Mitgliederentscheid

Das sagen prominente SPD-Politiker aus der Region zur neuen Partei-Doppelspitze

BZ-Redaktion

Von BZ-Redaktion

So, 01. Dezember 2019 um 09:06 Uhr

Deutschland

Die Mitglieder der SPD wollen neue Gesichter an der Spitze der Partei. Drei SPD-Politiker aus Südbaden sagen, was sie von der Entscheidung für Saskia Esken und Norbert Walter-Borjans halten.

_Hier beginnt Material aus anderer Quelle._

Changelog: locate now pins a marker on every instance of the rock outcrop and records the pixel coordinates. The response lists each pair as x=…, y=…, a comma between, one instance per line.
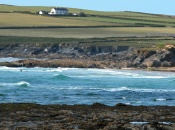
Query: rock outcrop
x=79, y=55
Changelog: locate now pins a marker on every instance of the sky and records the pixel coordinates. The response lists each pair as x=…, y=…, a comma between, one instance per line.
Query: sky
x=147, y=6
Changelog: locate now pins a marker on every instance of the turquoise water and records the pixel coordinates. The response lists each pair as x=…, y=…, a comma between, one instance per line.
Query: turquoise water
x=86, y=86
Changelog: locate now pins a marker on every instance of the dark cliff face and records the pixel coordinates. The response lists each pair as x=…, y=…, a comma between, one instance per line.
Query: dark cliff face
x=113, y=56
x=62, y=49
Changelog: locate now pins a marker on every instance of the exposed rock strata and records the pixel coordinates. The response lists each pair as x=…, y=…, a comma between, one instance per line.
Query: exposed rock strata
x=65, y=55
x=86, y=117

Gabi Rolland, Mitglied des Landtags Baden-Württemberg für den Wahlkreis Freiburg und Schallstadt

"Die SPD Mitglieder haben entschieden: Norbert Walter-Borjans und Saskia Esken sollen die Partei führen. Am 6. Dezember wird der Parteitag wählen.

Jetzt gilt es, dass die SPD wieder neue Kraft gewinnt und daraus eine Mehrheit für die Modernisierung unserer Gesellschaft findet. Das heißt technologischen Wandel, Umweltschutz und soziale Gerechtigkeit unter einen Hut zu bringen. Die künftige Doppelspitze muss das beweisen und alle Mitglieder dabei mitnehmen."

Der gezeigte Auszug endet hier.